The number of second children in families rose by a record 24 percent, a figure more than double the Russian average.

With the death rate declining and the outflow of people reversed, city officials expect that the population will stop shrinking this year for the first time since the Soviet era.

Ivanovo managed to achieve the demographic turnaround by making the most of its biggest asset: women. According to government statistics, 56 percent of the city's 432,000 people are women.

To encourage them to stay and raise children, the city has doubled the number of subsidized home loans for families, added 1,000 kindergarten spaces in two years, and built a new maternity hospital, Deputy Mayor Igor Svetushkov said.

"We're not calling ourselves the 'City of Women,'" Svetushkov said.

She said a bride is a "partner for life, a symbol of the family. We'd like to tell people to come here to find their happiness.''

Other regions have had less success in boosting their birth rates.

In Ulyanovsk, to the south of Moscow, the local government gave mothers and fathers special vacations to spend with their families -- and perhaps even expand them. Couples that have children on June 12, Russia Day, qualify to win cars and appliances in a prize drawing.


Dmitry Beliakov / Bloomberg
Nick and Anna Wilsdon, who met via the Internet, are expecting their first child, something very common in Ivanovo.
The local benefits are in addition to a payment the federal government introduced about a year ago to cover education and housing costs for women who have a second child. The award is currently about 280,000 rubles ($11,900).

Even so, the number of births in the Ulyanovsk region in 2006 is only 0.3 percent higher than in 2000. In the Ivanovo region, births are up 14 percent in the same period, according to the latest data available at the State Statistics Service.

"It's important that the federal government takes a raft of measures to stimulate population growth, but it takes time for them to come into effect,'' said Tatyana Gurko, an expert in families at the Institute of Sociology of the Russian Academy of Sciences in Moscow. "You can't expect results immediately."

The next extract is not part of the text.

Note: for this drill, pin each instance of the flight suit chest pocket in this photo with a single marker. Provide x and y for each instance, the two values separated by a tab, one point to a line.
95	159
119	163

At Ivanovo's registry office, which is located on a narrow street in the old town center, the violinist barely has time to add resin to his bow from the last performance before each couple and their guests enter to the sound of Mendelssohn's ubiquitous wedding march.

During the summer, when the office squeezes in as many as 50 weddings a day, each couple get no more than 15 minutes for the ceremony, said Yelena Rebenkova, the registry's spokeswoman.

Yury Krutikov, 27, a Ukrainian national, said he met his Ivanovo bride two years ago after she had divorced her previous husband, who was also from the city. He and his wife, Olga, 41, are planning to set up a club for families.

"Her voice hypnotized me, it was like a voice from another life," Krutikov said, adding that the couple now plan to have three children. "I really want to have two girls, so that Olga can pass on all that she knows and feels to them."

Olga Nikiforova, a 22-year-old marketing graduate and Ivanovo native, said newcomers are welcome.

She spent several years traveling to nightclubs in other cities and dating foreign men before marrying Nikolai, a 30-year-old designer from Kostroma. She is now pregnant with her first child.

"Because there are more women than men, Ivanovo men are used to female attention and make no effort," Nikiforova said, patting her swollen belly. "My friend Sveta, she runs after her man like a lap dog."

Ivanovo's women are also staying home because Russia's economic boom has made the city a better place to live over the past nine years.

Six auto dealers, including Toyota Motors, opened outlets in Ivanovo during the past 12 months. Retailers including IKEA and McDonald's have inquired about leasing space, according to the municipal government.

"Russia's not a poor country anymore," Wilsdon said. "People that come out thinking that they'll just get a girl here who is going to be indebted to them because they pay for their plane ride to England are going to have a bit of a shock."